Set the other media configuration things:
MEDIA_ROOT = '/Users/username/django/django_projects/project_name/media/'
MEDIA_URL = '/media/'
In models.py:
logo = models.ImageField(upload_to="images/logos/", blank=True, help_text="Should be 50px wide")
This guy was having the same problem.
Optional Date Fields in Django
Adding blank=True on any field in your models.py file will keep the admin interface from requiring that field. That’s all you need to do if it’s a string field. If it’s an integer, boolean, or a date; you need to add null=True to the field as well.
date = models.DateField(blank=True, null=True)
Source
See also
When to use and when not to use NOT NULL in MySQL / Rails Migrations
Pluralization of Database Models in Django
Part of the “magic-removal” was apparently removing automatic pluralization. That’s a shame. That’s one thing I really dig about Rails.
In your models.py file:
class Meta:
verbose_name_plural = 'something'
So for a ‘Person’ model, you could put ‘people’. Now it will look right in the admin interface.
Image uploads in Django
Django uses the Python Image Library (PIL) to manage images.
(info)
What happened when I installed PIL from scratch.

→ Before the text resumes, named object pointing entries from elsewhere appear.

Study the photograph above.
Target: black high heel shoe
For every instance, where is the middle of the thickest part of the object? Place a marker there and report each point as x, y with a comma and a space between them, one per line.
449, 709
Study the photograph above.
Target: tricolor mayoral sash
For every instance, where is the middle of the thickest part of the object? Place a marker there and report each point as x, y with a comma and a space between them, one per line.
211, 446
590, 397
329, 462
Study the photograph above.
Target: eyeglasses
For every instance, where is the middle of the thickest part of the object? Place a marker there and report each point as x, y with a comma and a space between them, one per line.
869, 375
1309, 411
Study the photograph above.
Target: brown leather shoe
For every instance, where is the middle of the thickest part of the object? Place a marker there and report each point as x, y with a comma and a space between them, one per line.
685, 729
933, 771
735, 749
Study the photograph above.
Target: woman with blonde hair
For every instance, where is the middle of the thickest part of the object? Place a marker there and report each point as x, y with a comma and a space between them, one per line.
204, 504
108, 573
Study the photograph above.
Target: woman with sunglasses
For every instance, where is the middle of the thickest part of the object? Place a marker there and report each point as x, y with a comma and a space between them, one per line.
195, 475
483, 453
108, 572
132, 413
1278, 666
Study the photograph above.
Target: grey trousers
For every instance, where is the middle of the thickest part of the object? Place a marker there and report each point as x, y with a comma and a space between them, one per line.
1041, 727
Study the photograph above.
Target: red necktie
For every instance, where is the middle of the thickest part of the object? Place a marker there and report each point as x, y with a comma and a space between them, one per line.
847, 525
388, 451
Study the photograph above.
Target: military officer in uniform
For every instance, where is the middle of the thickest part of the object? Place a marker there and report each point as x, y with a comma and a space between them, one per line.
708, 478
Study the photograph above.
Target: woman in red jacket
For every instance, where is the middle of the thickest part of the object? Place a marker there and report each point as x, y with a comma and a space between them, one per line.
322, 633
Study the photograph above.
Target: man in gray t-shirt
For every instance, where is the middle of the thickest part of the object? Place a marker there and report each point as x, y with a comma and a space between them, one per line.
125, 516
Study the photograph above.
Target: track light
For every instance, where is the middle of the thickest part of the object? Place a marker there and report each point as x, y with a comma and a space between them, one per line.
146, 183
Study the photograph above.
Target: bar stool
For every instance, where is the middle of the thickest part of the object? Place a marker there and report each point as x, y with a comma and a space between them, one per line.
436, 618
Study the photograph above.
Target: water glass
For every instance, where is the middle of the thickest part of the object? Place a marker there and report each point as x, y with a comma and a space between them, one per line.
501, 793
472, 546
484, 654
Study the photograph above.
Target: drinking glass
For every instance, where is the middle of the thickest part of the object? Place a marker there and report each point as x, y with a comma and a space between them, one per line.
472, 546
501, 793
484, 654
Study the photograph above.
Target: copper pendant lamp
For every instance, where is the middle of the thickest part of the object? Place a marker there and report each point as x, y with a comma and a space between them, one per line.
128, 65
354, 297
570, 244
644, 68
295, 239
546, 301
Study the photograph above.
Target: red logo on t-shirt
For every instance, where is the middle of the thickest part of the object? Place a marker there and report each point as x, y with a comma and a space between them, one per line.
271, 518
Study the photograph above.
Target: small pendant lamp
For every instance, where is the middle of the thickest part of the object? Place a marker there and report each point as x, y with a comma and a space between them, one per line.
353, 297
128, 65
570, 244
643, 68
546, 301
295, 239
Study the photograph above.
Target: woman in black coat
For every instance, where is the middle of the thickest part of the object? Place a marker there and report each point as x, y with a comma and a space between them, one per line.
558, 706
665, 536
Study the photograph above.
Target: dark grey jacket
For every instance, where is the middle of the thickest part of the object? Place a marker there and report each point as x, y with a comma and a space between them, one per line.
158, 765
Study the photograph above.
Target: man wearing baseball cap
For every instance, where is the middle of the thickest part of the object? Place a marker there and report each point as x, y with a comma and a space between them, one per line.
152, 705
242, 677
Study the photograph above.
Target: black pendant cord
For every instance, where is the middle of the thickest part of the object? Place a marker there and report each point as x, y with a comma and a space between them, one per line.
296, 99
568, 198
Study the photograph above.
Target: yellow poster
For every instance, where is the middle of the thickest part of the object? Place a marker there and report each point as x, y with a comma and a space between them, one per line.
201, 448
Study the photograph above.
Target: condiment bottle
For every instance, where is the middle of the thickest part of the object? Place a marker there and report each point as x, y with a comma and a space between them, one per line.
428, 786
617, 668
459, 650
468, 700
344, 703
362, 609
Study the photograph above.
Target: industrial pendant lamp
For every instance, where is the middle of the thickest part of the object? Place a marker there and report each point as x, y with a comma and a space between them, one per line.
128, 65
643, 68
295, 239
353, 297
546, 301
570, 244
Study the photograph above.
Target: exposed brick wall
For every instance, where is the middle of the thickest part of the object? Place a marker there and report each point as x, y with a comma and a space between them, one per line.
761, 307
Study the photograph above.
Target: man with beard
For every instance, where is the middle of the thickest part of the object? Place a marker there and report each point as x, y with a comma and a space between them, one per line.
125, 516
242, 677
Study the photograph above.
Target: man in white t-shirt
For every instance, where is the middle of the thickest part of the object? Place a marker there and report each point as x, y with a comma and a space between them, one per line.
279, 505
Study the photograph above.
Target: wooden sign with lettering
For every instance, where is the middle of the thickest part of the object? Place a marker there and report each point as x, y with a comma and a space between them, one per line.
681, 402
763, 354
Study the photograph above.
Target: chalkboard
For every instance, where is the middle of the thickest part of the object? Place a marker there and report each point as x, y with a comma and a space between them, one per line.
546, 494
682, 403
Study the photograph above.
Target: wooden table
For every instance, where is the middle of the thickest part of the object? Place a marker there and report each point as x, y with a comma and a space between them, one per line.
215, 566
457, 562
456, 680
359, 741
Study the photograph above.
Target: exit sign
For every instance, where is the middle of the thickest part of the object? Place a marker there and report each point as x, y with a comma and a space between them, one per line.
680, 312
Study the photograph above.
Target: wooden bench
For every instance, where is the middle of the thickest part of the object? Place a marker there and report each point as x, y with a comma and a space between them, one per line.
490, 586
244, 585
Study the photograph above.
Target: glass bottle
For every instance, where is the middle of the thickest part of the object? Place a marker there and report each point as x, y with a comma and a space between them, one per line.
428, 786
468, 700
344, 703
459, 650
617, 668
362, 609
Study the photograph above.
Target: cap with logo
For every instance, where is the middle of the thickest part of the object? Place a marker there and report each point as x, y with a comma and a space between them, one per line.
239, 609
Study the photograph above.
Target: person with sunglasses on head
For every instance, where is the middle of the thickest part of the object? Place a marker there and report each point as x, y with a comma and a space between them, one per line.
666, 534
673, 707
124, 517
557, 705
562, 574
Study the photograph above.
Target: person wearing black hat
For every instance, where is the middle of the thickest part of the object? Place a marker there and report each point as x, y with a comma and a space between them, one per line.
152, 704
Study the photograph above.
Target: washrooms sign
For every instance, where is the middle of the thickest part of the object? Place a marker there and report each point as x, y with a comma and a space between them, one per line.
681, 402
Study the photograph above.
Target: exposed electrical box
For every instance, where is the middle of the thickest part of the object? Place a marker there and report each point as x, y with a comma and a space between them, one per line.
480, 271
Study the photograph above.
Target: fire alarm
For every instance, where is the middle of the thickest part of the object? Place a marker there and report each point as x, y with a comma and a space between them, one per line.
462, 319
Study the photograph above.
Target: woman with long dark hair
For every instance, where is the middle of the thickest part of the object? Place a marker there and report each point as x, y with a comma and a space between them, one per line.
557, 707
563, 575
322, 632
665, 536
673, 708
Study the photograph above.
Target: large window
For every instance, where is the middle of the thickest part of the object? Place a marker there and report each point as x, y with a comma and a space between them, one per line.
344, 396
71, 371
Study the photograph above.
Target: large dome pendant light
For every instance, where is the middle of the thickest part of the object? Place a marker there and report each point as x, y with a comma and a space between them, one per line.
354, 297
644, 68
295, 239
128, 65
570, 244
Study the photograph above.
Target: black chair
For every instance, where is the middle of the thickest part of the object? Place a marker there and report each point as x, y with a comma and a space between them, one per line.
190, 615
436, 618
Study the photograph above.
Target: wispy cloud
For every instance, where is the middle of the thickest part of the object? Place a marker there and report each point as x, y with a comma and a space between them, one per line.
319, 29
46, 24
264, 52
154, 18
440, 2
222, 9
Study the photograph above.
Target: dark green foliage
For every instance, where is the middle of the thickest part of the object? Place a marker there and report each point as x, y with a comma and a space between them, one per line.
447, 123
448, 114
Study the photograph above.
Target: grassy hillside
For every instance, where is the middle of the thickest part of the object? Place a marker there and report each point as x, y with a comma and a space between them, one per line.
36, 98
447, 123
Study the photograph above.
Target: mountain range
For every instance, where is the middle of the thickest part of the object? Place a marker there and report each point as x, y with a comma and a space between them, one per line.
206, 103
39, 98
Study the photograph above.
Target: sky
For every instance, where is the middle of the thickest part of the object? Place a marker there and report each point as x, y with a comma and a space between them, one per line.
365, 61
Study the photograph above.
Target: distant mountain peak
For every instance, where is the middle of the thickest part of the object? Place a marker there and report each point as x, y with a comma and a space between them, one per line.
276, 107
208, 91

I need Dan Benjamin to write Django tutorials so I don’t have to figure out the best way to do this myself! Not that I think this was the best way. That’s my point.
Getting Markdown to work with Django
In your view template put:
{% load markup %}
In your settings.py in the INSTALLED_APPS section, put:
'django.contrib.markup',
Install the Markdown library:
Install on OS X:
Download markdown.py and setup.py and run:
python setup.py install
This is what happened on my system:
running install
running build
running build_py
creating build
creating build/lib
copying markdown.py -> build/lib
running install_lib
copying build/lib/markdown.py -> /System/Library/Frameworks/Python.framework/Versions/2.3/lib/python2.3/site-packages
byte-compiling /System/Library/Frameworks/Python.framework/Versions/2.3/lib/python2.3/site-packages/markdown.py to markdown.pyc
I wonder if that was the wrong way to do that. It looks like it modified my system version of Python, which means if the system updates it, it will be overwritten, right?
Install on DreamHost
Basically, you just want to put the markdown.py file anywhere in your Python path. The simplest way is to just drop markdown.py in your django_projects directory. A slighty more complicated, but cleaner way (and actually the way I did it) is to create another directory for Python modules like this. I created a directory at the root of my Dreamhost account called “pylib”. You then need to add this directory to your python path by adjusting .bashrc and django.fcgi accordingly. If that makes sense, go for it. If not, just drop markdown.py in your django_projects — that’ll work fine.